Scammers are not only targeting you via emails or lucrative ads, they are also common on Upwork (formerly oDesk), Freelancer.com and other freelancing marketplaces. If you are not cautious, it is easy to fall prey to scams on Upwork or Freelancer. Scammers will get their jobs done by you and then disappear without paying you for your efforts. Besides legitimate projects, there are several types of scams on online job portals. Let’s see how to avoid them.
Read the Project Description Attentively
Some newbie freelancers often apply for jobs without understanding the project description. Don’t do it ever. Read the job posting first to last. Realize what the prospective client wants. Legitimate buyers would always make their requirements clear in the job description. They will mention the desired units of deliverables, work-hours, budgets and the payment structure. If a job post invites you to apply for jobs just by telling “Tremendous work from home opportunity! Earn up to $200 per hour simply by browsing the Internet! Once you are awarded the job, you must purchase a small manual that will guide you in your daily tasks….” or something like this, most probably that’s a scam. How could you earn $200 by surfing the internet? Don’t be fooled by abnormally higher rates or peculiar tasks.

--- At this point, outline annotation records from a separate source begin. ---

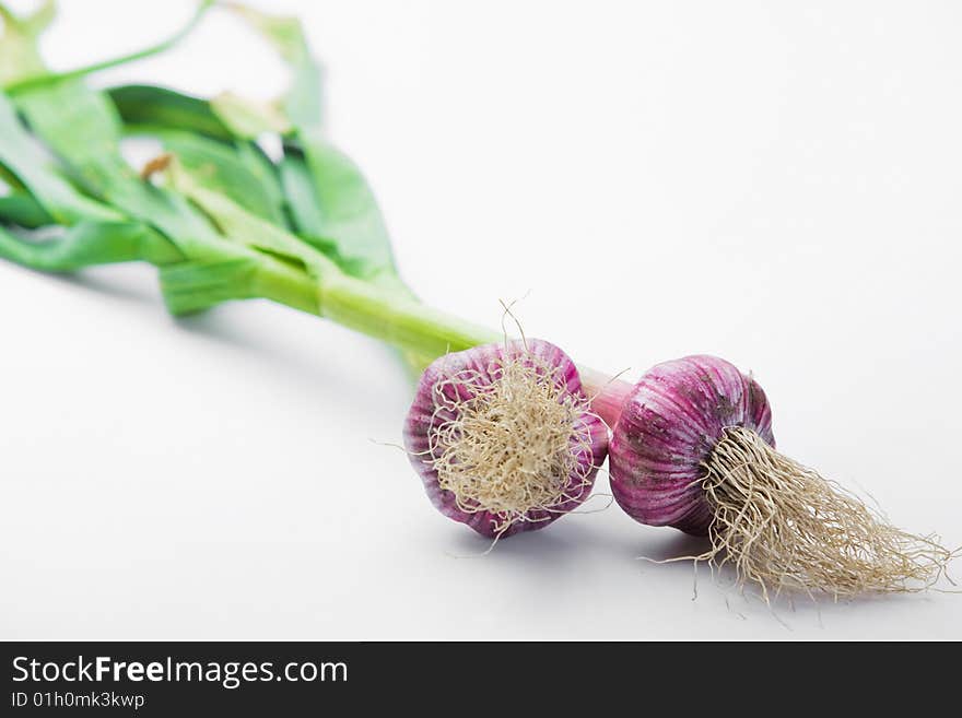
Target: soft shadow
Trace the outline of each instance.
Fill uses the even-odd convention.
[[[55,282],[60,282],[61,284],[81,287],[83,290],[96,292],[97,294],[105,294],[125,302],[151,304],[156,306],[157,309],[163,309],[160,294],[155,291],[149,290],[145,283],[141,281],[142,278],[131,276],[129,273],[115,272],[110,275],[106,275],[101,271],[96,271],[96,269],[89,269],[75,273],[55,274],[35,270],[30,267],[24,267],[23,269],[33,272],[37,276],[43,276],[46,281],[52,279]]]
[[[343,395],[345,400],[350,397],[355,402],[359,397],[372,396],[368,379],[356,373],[331,370],[322,355],[310,351],[310,344],[303,341],[303,334],[297,334],[296,331],[256,332],[242,319],[220,309],[213,307],[195,315],[171,317],[171,320],[179,329],[191,334],[242,350],[263,362],[272,372],[306,379],[309,386],[318,387],[325,393],[335,389],[338,395]],[[279,307],[268,307],[268,309],[283,310]],[[317,319],[307,327],[307,330],[318,329],[317,325],[320,321],[322,320]],[[397,386],[404,386],[407,380],[404,370],[399,362],[391,361],[394,356],[388,349],[372,341],[368,351],[380,353],[385,360],[384,372],[397,374]],[[387,377],[386,382],[390,382],[390,377]]]

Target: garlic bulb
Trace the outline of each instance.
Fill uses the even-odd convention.
[[[724,360],[647,372],[611,440],[611,489],[633,518],[707,534],[694,561],[730,563],[769,600],[784,590],[848,598],[918,591],[958,555],[908,533],[834,481],[775,450],[761,387]]]
[[[588,497],[608,427],[564,352],[512,341],[432,363],[404,445],[442,514],[500,538],[542,528]]]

A good client should tell you at least four things: what they want, what qualification they require, their payment policy and the project duration. And an offering should sound reasonable. Use your common sense here.
Check the Client’s Profile
All of the clients with blank profiles are not necessarily bad. Still, experts suggest to be careful in dealing with them. A reliable client should have a payment method verified with the marketplace. Check the client’s ratings and their feedback from the contractors. A good client should receive mostly great reviews and ratings.
Avoid Free Samples
Most of the times, fraud buyers ask free sample works from the applicants. Some big freelancing marketplaces prohibit such demands. Providing a sample work is a crucial part of the recruitment process, because it helps the client to evaluate the candidates. But they have to pay for it. Never agree to provide a free sample – some scammers are exploring the web to trick the newbie freelancers to get their works done at zero cost.

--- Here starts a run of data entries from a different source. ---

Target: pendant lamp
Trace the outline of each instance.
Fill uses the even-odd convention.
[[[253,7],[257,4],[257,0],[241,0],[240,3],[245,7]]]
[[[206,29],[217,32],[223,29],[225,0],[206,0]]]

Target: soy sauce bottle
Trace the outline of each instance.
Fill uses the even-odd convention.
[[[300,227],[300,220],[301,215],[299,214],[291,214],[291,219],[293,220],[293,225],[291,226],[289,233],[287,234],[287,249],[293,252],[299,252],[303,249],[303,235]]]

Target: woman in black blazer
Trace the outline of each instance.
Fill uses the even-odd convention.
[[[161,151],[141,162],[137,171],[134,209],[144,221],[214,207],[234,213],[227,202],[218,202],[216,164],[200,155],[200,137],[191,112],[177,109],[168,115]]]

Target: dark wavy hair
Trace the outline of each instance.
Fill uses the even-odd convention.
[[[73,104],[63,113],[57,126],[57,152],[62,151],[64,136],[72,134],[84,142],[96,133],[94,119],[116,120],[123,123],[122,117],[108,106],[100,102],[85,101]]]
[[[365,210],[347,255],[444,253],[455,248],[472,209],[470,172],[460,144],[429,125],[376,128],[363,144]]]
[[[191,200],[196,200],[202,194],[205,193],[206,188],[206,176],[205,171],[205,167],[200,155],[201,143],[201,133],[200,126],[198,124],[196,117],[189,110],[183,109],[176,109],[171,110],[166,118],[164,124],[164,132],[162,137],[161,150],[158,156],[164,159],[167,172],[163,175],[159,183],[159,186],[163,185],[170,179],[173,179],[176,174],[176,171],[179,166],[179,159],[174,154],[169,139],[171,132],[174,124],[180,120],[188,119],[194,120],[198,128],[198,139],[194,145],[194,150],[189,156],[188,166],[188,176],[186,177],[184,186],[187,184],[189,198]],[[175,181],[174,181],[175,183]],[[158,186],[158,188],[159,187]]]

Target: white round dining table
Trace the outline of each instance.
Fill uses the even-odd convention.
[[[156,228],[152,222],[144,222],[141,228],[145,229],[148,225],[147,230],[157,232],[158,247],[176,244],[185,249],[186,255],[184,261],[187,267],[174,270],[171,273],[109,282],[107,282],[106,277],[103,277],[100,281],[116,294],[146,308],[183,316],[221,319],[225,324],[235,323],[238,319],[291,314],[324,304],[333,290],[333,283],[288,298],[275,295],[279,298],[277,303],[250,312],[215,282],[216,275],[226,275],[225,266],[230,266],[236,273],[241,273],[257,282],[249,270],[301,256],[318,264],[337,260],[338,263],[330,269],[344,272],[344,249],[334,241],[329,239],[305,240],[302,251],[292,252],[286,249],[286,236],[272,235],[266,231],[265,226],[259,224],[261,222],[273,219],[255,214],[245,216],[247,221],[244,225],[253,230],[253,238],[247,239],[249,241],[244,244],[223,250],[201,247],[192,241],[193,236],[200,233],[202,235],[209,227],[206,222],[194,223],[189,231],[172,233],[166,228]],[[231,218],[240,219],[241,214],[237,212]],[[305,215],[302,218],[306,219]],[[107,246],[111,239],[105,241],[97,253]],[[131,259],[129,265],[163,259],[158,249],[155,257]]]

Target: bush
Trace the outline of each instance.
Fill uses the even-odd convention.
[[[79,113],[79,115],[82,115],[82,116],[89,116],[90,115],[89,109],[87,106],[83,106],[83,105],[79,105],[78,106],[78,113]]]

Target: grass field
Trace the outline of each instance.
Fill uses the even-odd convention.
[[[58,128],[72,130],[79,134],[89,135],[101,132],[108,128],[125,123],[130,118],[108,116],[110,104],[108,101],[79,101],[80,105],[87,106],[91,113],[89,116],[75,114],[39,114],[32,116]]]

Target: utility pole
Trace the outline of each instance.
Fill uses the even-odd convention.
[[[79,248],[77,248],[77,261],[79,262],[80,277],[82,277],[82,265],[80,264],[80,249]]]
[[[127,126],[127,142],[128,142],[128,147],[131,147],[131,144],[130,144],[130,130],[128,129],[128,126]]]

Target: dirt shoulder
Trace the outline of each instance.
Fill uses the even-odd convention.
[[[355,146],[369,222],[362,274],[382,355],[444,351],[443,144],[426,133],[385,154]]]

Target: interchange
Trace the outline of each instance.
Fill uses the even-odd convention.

Yes, freelancing marketplaces take a certain percentage from your earnings via those sites. In exchange, you get a secured payment mechanism. For your newer clients, demand up-front payments or escrow protections for fixed priced jobs. Major online freelancing sites provide escrow systems to prevent payment disputes. There are hourly contracts where you can use official time tracker apps provided by freelance marketplaces to log your job related activities and get paid automatically.
Simply, before working on a fixed price contract, ensure that the milestone payment is funded on the escrow. If it’s an hourly job offer, check whether the client’s payment method is verified or not. If yes, then go for a contract, turn the time tracker ON for the appropriate job and then start working. When you have a history with a trusted client, you do not necessarily need to continue using their time tracker. You can use 3rd party time tracking apps like Screenshot Monitor that provide more convenient way to track your time and communicate the work log to the client. It costs far less than the traditional freelancing marketplaces.
You can detect a scam job post just by reading its description, checking the client details and finally conversing with the prospective buyer. If you find it suspicious, feel free to report against the particular post and/or the client. This action by you will help to protect other freelancers from falling into a trap.
Freelancing is a growing trend around the world. Every day many new freelancers are joining the global freelancing marketplace. Some morally deficient people are exploiting the newbie freelancers’ interests with scam job offers which ultimately lead to a frustration for the victim. But if a freelancer takes some precautionary steps before starting to work, they can evade losing money.